Il y a quelques semaines, dans le Quartier latin. Les écoliers se pressent sur les trottoirs, le dos plié par le poids indécent de leur cartable. Les étudiants flânent et flirtent. Les touristes profitent d’un reste de soleil pour se prendre en photo devant les chimères de la fontaine de la place Saint-Michel. C’est là que nous avons rendez-vous avec un dandy scabreux de la scène rock française. Nicolas Ker, chanteur de Poni Hoax, Paris et Aladdin, nous retrouve à l’heure dite. Accompagnés de ce prince lunaire, nous entamons une balade littéraire et philosophique, qui s’achèvera aux abords du Panthéon.
Une heure d’un tourbillon facétieux passée en sa compagnie, qui d’emblée nous a happés dans l’univers composite et la conscience survoltée de son cerveau bien nourri, à l’intérieur duquel fusent étincelles de clairvoyance comme de folie – l’une étant certainement dépendante de l’autre.

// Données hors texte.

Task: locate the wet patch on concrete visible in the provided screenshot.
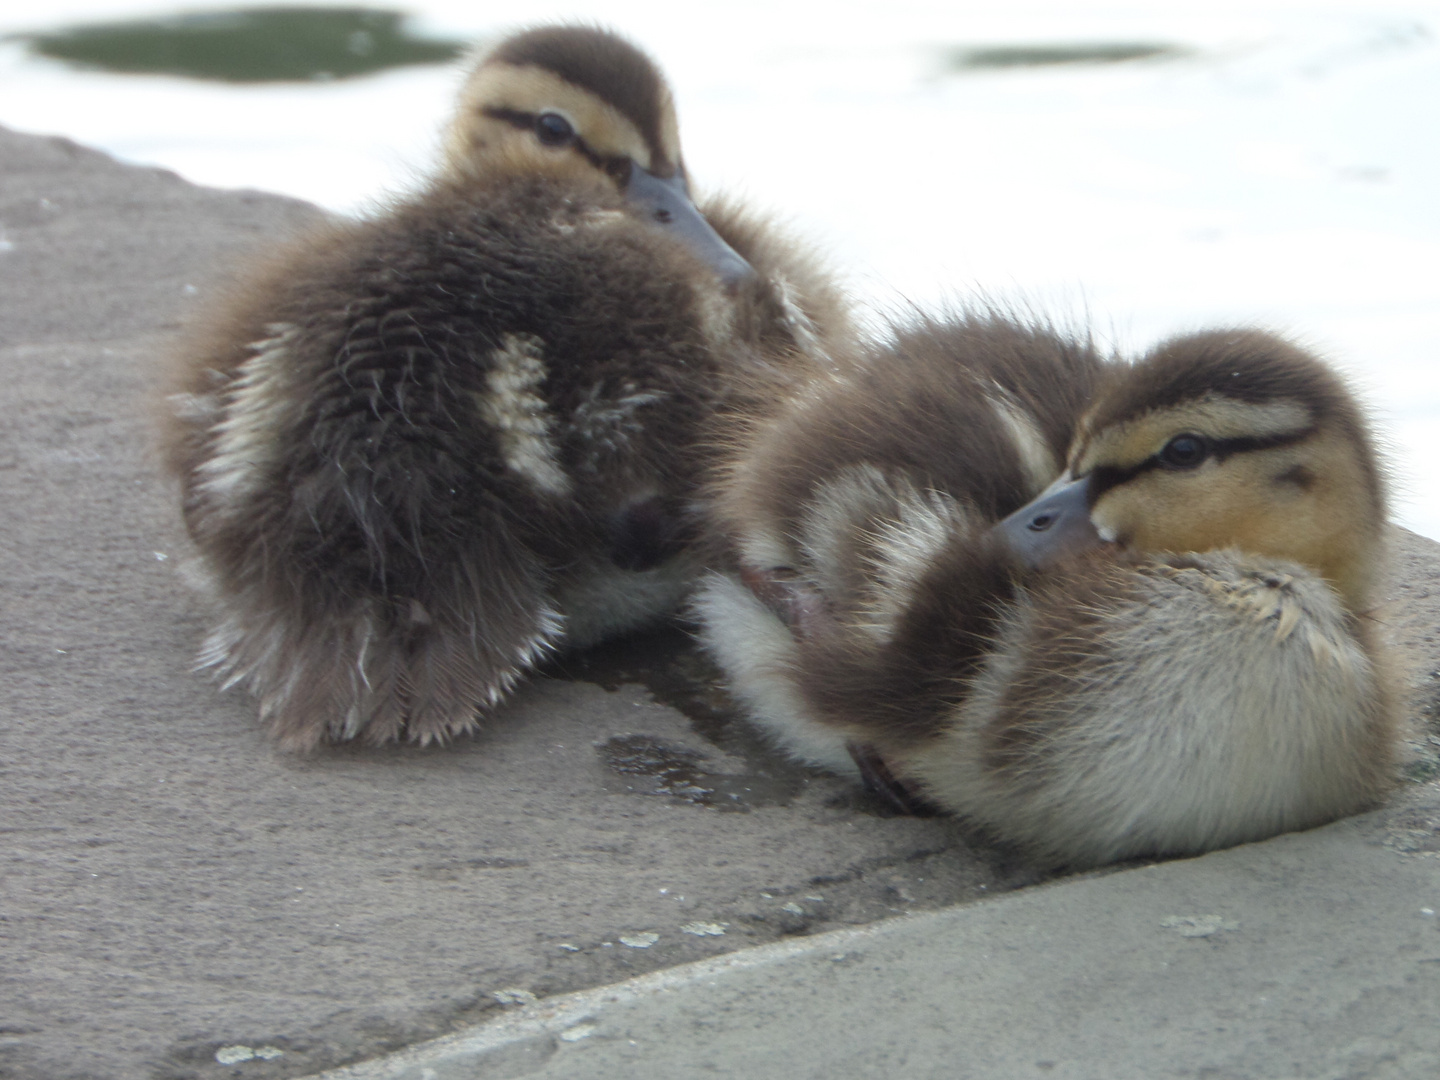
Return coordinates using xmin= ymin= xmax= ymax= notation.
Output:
xmin=550 ymin=624 xmax=975 ymax=820
xmin=544 ymin=624 xmax=742 ymax=744
xmin=596 ymin=732 xmax=799 ymax=810
xmin=545 ymin=624 xmax=817 ymax=812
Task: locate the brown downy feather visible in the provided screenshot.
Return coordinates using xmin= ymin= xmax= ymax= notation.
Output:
xmin=161 ymin=25 xmax=848 ymax=749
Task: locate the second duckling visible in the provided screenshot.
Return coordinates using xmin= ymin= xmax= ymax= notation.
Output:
xmin=698 ymin=319 xmax=1397 ymax=868
xmin=163 ymin=26 xmax=847 ymax=749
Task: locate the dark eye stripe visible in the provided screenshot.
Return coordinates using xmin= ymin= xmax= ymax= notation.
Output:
xmin=481 ymin=106 xmax=632 ymax=180
xmin=1083 ymin=427 xmax=1316 ymax=504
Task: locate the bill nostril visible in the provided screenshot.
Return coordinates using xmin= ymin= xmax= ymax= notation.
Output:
xmin=1028 ymin=513 xmax=1056 ymax=532
xmin=654 ymin=208 xmax=674 ymax=223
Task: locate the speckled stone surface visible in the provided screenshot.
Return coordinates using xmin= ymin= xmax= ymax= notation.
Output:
xmin=1 ymin=125 xmax=1437 ymax=1080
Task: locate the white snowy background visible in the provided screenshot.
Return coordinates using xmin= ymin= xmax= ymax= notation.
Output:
xmin=2 ymin=0 xmax=1436 ymax=539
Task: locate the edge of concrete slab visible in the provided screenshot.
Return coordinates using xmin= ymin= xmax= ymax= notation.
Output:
xmin=304 ymin=795 xmax=1440 ymax=1080
xmin=302 ymin=916 xmax=913 ymax=1079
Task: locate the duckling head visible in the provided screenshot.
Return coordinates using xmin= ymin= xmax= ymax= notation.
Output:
xmin=996 ymin=330 xmax=1386 ymax=609
xmin=442 ymin=25 xmax=753 ymax=287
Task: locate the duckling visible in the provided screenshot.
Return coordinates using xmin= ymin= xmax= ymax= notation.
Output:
xmin=162 ymin=25 xmax=848 ymax=750
xmin=697 ymin=321 xmax=1398 ymax=867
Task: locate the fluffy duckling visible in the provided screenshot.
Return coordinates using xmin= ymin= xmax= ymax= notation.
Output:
xmin=698 ymin=322 xmax=1397 ymax=868
xmin=163 ymin=25 xmax=847 ymax=750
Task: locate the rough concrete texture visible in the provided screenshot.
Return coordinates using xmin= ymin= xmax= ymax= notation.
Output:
xmin=309 ymin=797 xmax=1440 ymax=1080
xmin=309 ymin=794 xmax=1440 ymax=1080
xmin=1 ymin=124 xmax=1437 ymax=1080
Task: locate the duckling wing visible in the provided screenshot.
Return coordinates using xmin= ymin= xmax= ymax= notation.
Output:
xmin=698 ymin=313 xmax=1104 ymax=770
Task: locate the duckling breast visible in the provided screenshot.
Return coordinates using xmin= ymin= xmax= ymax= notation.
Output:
xmin=900 ymin=549 xmax=1397 ymax=868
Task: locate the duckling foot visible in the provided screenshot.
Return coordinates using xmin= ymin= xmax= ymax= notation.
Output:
xmin=846 ymin=742 xmax=941 ymax=817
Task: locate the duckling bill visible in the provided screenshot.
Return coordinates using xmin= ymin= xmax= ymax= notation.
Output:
xmin=162 ymin=25 xmax=847 ymax=750
xmin=698 ymin=319 xmax=1398 ymax=869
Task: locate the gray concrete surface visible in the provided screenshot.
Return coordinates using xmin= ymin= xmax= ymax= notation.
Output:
xmin=2 ymin=124 xmax=1438 ymax=1080
xmin=311 ymin=800 xmax=1440 ymax=1080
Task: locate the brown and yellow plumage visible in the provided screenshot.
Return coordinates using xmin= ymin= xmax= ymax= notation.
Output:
xmin=698 ymin=317 xmax=1397 ymax=868
xmin=162 ymin=26 xmax=848 ymax=749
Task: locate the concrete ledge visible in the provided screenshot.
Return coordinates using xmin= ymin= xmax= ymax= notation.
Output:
xmin=312 ymin=807 xmax=1440 ymax=1079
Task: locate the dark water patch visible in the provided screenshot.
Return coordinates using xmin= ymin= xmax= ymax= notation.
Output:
xmin=596 ymin=732 xmax=801 ymax=810
xmin=597 ymin=734 xmax=718 ymax=804
xmin=21 ymin=7 xmax=466 ymax=83
xmin=546 ymin=624 xmax=758 ymax=752
xmin=545 ymin=624 xmax=813 ymax=809
xmin=945 ymin=42 xmax=1187 ymax=71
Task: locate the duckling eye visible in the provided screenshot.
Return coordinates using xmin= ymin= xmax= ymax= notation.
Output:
xmin=535 ymin=112 xmax=575 ymax=146
xmin=1159 ymin=434 xmax=1208 ymax=469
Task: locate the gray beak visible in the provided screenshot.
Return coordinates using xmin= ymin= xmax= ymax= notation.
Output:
xmin=991 ymin=475 xmax=1107 ymax=570
xmin=624 ymin=165 xmax=755 ymax=289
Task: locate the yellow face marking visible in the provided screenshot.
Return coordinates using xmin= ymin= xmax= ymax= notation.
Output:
xmin=444 ymin=62 xmax=677 ymax=179
xmin=1072 ymin=395 xmax=1311 ymax=477
xmin=1084 ymin=418 xmax=1378 ymax=610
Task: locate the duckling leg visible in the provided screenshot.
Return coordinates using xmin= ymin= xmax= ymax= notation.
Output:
xmin=846 ymin=742 xmax=942 ymax=816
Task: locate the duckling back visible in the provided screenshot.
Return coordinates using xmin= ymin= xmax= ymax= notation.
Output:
xmin=707 ymin=313 xmax=1105 ymax=574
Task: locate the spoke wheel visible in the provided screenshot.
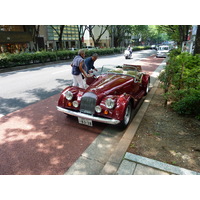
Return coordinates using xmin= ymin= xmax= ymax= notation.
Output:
xmin=119 ymin=101 xmax=132 ymax=129
xmin=145 ymin=79 xmax=150 ymax=95
xmin=124 ymin=103 xmax=131 ymax=125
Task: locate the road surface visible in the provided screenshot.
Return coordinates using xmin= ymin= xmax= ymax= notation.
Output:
xmin=0 ymin=49 xmax=156 ymax=116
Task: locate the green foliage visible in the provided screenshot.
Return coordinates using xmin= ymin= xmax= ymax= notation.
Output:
xmin=157 ymin=25 xmax=191 ymax=46
xmin=0 ymin=46 xmax=150 ymax=69
xmin=159 ymin=51 xmax=200 ymax=119
xmin=172 ymin=89 xmax=200 ymax=118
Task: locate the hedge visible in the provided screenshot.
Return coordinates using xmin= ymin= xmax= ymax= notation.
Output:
xmin=0 ymin=46 xmax=150 ymax=69
xmin=159 ymin=49 xmax=200 ymax=119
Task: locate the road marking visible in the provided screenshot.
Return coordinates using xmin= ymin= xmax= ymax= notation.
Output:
xmin=51 ymin=70 xmax=68 ymax=75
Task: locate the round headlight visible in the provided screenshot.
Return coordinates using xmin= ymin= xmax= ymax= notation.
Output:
xmin=72 ymin=101 xmax=79 ymax=108
xmin=65 ymin=91 xmax=73 ymax=100
xmin=95 ymin=105 xmax=102 ymax=113
xmin=105 ymin=98 xmax=115 ymax=109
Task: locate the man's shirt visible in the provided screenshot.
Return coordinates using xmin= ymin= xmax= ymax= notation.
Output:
xmin=84 ymin=57 xmax=95 ymax=73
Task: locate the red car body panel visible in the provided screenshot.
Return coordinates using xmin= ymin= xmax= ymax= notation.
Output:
xmin=57 ymin=64 xmax=150 ymax=126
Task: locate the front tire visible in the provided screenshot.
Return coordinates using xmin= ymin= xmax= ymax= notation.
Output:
xmin=144 ymin=79 xmax=150 ymax=95
xmin=119 ymin=101 xmax=132 ymax=129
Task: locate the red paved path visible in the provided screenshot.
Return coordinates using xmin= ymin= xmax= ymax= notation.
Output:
xmin=136 ymin=55 xmax=164 ymax=74
xmin=0 ymin=55 xmax=164 ymax=175
xmin=0 ymin=95 xmax=106 ymax=175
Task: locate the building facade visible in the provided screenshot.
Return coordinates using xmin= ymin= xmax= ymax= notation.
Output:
xmin=83 ymin=26 xmax=110 ymax=48
xmin=0 ymin=25 xmax=34 ymax=53
xmin=0 ymin=25 xmax=80 ymax=53
xmin=0 ymin=25 xmax=119 ymax=53
xmin=45 ymin=25 xmax=79 ymax=50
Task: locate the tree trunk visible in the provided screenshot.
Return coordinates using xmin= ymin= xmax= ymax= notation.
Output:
xmin=178 ymin=25 xmax=190 ymax=45
xmin=194 ymin=25 xmax=200 ymax=55
xmin=50 ymin=25 xmax=65 ymax=50
xmin=32 ymin=25 xmax=40 ymax=51
xmin=77 ymin=25 xmax=87 ymax=48
xmin=57 ymin=25 xmax=64 ymax=50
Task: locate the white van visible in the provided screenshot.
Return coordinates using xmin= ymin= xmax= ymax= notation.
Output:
xmin=156 ymin=45 xmax=170 ymax=58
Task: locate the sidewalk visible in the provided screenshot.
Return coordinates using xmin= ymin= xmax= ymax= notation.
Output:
xmin=100 ymin=60 xmax=200 ymax=175
xmin=117 ymin=152 xmax=200 ymax=175
xmin=100 ymin=79 xmax=162 ymax=175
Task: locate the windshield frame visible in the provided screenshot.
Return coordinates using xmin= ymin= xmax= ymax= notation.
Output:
xmin=100 ymin=64 xmax=141 ymax=78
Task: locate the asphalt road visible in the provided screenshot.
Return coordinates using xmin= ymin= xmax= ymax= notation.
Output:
xmin=0 ymin=49 xmax=156 ymax=116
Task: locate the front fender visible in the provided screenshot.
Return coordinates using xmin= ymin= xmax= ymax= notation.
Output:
xmin=99 ymin=94 xmax=132 ymax=121
xmin=142 ymin=74 xmax=150 ymax=85
xmin=113 ymin=94 xmax=132 ymax=121
xmin=57 ymin=86 xmax=84 ymax=107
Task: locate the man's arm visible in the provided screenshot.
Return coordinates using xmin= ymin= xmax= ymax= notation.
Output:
xmin=79 ymin=61 xmax=89 ymax=78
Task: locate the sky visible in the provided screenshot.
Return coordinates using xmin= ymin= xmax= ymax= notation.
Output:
xmin=2 ymin=0 xmax=199 ymax=25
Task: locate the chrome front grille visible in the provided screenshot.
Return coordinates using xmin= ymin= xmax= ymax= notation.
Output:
xmin=80 ymin=92 xmax=97 ymax=115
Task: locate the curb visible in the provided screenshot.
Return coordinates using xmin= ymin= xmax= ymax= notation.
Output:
xmin=100 ymin=79 xmax=161 ymax=175
xmin=122 ymin=152 xmax=200 ymax=175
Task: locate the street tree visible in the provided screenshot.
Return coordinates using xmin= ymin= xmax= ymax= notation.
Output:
xmin=50 ymin=25 xmax=65 ymax=50
xmin=86 ymin=25 xmax=109 ymax=47
xmin=109 ymin=25 xmax=132 ymax=47
xmin=157 ymin=25 xmax=191 ymax=47
xmin=77 ymin=25 xmax=87 ymax=48
xmin=32 ymin=25 xmax=40 ymax=51
xmin=148 ymin=25 xmax=169 ymax=44
xmin=132 ymin=25 xmax=149 ymax=45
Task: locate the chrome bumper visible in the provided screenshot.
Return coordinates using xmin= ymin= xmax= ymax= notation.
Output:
xmin=57 ymin=106 xmax=120 ymax=125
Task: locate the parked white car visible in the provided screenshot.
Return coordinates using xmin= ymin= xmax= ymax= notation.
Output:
xmin=83 ymin=46 xmax=97 ymax=50
xmin=156 ymin=45 xmax=170 ymax=58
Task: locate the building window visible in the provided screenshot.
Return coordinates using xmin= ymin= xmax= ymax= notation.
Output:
xmin=47 ymin=25 xmax=79 ymax=41
xmin=0 ymin=25 xmax=24 ymax=32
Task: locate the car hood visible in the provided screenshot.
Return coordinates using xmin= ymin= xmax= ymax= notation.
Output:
xmin=85 ymin=74 xmax=133 ymax=96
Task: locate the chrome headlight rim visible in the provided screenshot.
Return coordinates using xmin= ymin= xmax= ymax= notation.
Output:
xmin=72 ymin=100 xmax=79 ymax=108
xmin=95 ymin=105 xmax=102 ymax=113
xmin=65 ymin=91 xmax=73 ymax=100
xmin=105 ymin=98 xmax=115 ymax=109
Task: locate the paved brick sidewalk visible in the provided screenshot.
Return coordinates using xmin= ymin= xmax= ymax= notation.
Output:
xmin=117 ymin=152 xmax=200 ymax=175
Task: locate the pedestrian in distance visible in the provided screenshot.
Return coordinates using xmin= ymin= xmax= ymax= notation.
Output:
xmin=71 ymin=49 xmax=90 ymax=89
xmin=182 ymin=42 xmax=188 ymax=52
xmin=127 ymin=45 xmax=132 ymax=55
xmin=84 ymin=53 xmax=98 ymax=74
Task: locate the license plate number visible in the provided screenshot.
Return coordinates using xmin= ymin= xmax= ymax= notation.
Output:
xmin=78 ymin=117 xmax=93 ymax=126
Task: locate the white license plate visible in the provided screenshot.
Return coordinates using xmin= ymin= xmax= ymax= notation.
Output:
xmin=78 ymin=117 xmax=93 ymax=126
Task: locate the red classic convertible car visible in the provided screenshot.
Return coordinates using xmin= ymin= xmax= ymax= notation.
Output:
xmin=57 ymin=64 xmax=150 ymax=128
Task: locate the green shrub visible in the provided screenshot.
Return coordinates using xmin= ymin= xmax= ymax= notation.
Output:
xmin=0 ymin=46 xmax=150 ymax=69
xmin=172 ymin=89 xmax=200 ymax=119
xmin=159 ymin=50 xmax=200 ymax=119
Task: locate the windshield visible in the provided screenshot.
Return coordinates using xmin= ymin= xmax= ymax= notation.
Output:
xmin=100 ymin=65 xmax=140 ymax=78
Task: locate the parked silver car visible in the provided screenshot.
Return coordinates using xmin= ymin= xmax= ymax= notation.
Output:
xmin=156 ymin=45 xmax=170 ymax=58
xmin=83 ymin=46 xmax=97 ymax=50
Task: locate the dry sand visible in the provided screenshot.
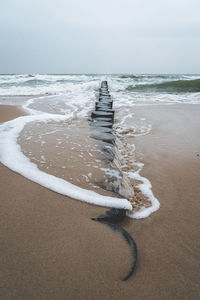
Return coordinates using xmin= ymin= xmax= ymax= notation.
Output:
xmin=0 ymin=104 xmax=200 ymax=300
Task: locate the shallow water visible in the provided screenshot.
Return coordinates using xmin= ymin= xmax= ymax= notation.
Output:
xmin=0 ymin=74 xmax=199 ymax=218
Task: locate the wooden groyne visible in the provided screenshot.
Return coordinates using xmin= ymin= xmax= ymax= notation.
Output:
xmin=90 ymin=81 xmax=137 ymax=281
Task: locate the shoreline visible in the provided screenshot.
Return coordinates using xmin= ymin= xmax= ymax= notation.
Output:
xmin=0 ymin=103 xmax=200 ymax=299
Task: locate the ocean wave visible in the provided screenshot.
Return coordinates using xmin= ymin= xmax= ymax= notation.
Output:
xmin=0 ymin=78 xmax=52 ymax=88
xmin=120 ymin=74 xmax=181 ymax=80
xmin=126 ymin=78 xmax=200 ymax=93
xmin=120 ymin=75 xmax=138 ymax=79
xmin=17 ymin=78 xmax=53 ymax=86
xmin=0 ymin=75 xmax=100 ymax=96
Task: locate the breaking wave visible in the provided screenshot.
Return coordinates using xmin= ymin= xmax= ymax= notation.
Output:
xmin=126 ymin=78 xmax=200 ymax=93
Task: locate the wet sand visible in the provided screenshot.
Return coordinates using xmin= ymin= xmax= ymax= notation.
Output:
xmin=0 ymin=105 xmax=26 ymax=123
xmin=0 ymin=104 xmax=200 ymax=299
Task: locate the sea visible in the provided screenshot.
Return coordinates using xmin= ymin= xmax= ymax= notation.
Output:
xmin=0 ymin=74 xmax=200 ymax=218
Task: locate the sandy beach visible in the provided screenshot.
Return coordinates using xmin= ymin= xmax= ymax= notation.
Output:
xmin=0 ymin=104 xmax=200 ymax=300
xmin=0 ymin=105 xmax=26 ymax=123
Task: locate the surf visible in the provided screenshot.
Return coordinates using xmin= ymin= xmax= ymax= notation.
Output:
xmin=126 ymin=78 xmax=200 ymax=93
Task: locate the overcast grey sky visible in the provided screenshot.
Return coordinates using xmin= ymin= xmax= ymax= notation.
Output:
xmin=0 ymin=0 xmax=200 ymax=74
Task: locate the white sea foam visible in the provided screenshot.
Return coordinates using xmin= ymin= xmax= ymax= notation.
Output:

Ainsi, au détour des rues nous a-t-il décrit le parallèle qu’il entrevoit entre mathématiques et musique, conté la relation qu’ont entretenue certains artistes avec la tentation du meurtre, confié ses pensées sur l’écriture, matière ardue et intransigeante, et ses paradoxes de rocker qui se rêve père au foyer. Et quand il a cessé de se mesurer à Leonard Cohen et à Bob Dylan, c’était pour se comparer à Homer Simpson ou blaguer sur Jean Moulin.
Un être normal dans le sens où sa complexité ne peut se résumer en quelques lignes ou en une interview. Une personnalité volatile – dont l’électricité heurtera les rigoristes – mais entière et belle parce qu’inconditionnellement sincère. Voilà un grand homme : sensible, cultivé, un sublime énergumène.